Dipartimento di Scienze Farmaceutiche e Biomediche, Università di Salerno, Via Ponte don Melillo, 84084 Fisciano (SA), Italy.
Bioorg Med Chem. 2011 Nov 1;19(21):6419-29. doi: 10.1016/j.bmc.2011.08.062. Epub 2011 Sep 1.

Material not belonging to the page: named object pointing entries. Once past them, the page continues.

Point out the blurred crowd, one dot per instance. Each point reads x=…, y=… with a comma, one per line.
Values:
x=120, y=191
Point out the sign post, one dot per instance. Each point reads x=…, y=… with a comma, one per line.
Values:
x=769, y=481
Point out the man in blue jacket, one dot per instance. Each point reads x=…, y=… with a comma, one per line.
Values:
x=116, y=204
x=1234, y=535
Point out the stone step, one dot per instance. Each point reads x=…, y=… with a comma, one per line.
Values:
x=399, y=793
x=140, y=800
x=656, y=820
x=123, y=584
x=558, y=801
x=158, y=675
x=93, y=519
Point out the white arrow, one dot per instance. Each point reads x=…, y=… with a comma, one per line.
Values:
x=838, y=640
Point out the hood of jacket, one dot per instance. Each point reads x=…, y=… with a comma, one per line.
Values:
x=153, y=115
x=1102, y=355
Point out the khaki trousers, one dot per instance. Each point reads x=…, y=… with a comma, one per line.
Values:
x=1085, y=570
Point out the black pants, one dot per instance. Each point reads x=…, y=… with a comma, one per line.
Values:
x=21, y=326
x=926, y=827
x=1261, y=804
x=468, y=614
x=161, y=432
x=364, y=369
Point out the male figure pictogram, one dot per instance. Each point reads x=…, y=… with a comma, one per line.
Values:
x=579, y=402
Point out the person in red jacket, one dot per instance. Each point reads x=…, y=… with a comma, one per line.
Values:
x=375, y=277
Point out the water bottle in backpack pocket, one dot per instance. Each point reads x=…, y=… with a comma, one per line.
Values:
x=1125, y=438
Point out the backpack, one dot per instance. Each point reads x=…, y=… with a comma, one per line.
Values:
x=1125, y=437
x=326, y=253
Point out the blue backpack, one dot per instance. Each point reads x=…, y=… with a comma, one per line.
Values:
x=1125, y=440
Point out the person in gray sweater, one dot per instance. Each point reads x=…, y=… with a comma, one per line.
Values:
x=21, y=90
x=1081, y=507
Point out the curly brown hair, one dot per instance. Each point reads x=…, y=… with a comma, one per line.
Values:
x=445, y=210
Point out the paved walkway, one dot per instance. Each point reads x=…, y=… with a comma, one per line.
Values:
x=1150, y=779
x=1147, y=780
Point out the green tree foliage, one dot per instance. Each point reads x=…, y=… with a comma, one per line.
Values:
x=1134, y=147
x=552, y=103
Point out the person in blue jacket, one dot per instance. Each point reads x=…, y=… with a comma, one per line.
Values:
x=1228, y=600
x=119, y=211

A series of trisubstituted naphthalimides have been synthesized and evaluated as telomeric G-quadruplex ligands by biophysical methods. Affinity for telomeric G-quadruplex AGGG(TTAGGG)(3) binding was first screened by fluorescence titrations. Subsequently, the interaction of the telomeric G-quadruplex with compounds showing the best affinity has been studied by isothermal titration calorimetry and UV-melting experiments. The two best compounds of the series tightly bind the telomeric quadruplex with a 2:1 drug/DNA stoichiometry. These derivatives have been further evaluated for their ability to inhibit telomerase by a TRAP assay and their pharmacological properties by treating melanoma (M14) and human lung cancer (A549) cell lines with increasing drug concentrations. A dose-dependent inhibition of cell proliferation was observed for all cellular lines during short-term treatment.
通过生物物理方法,我们合成了一系列三取代萘酰亚胺,并将其评估为端粒 G-四链体配体。通过荧光滴定首先筛选了与端粒 G-四链体 AGGG(TTAGGG)(3) 结合的亲和力。随后,通过等温滴定量热法和 UV 熔融实验研究了与表现出最佳亲和力的化合物的端粒 G-四链体相互作用。该系列中的两个最佳化合物与端粒四联体紧密结合,药物/DNA 比例为 2:1。进一步通过端粒酶重复扩增 (TRAP) 测定和用增加药物浓度处理黑素瘤 (M14) 和人肺癌 (A549) 细胞系来评估这些衍生物抑制端粒酶的能力及其药理学特性。在短期治疗期间,所有细胞系均观察到剂量依赖性的细胞增殖抑制。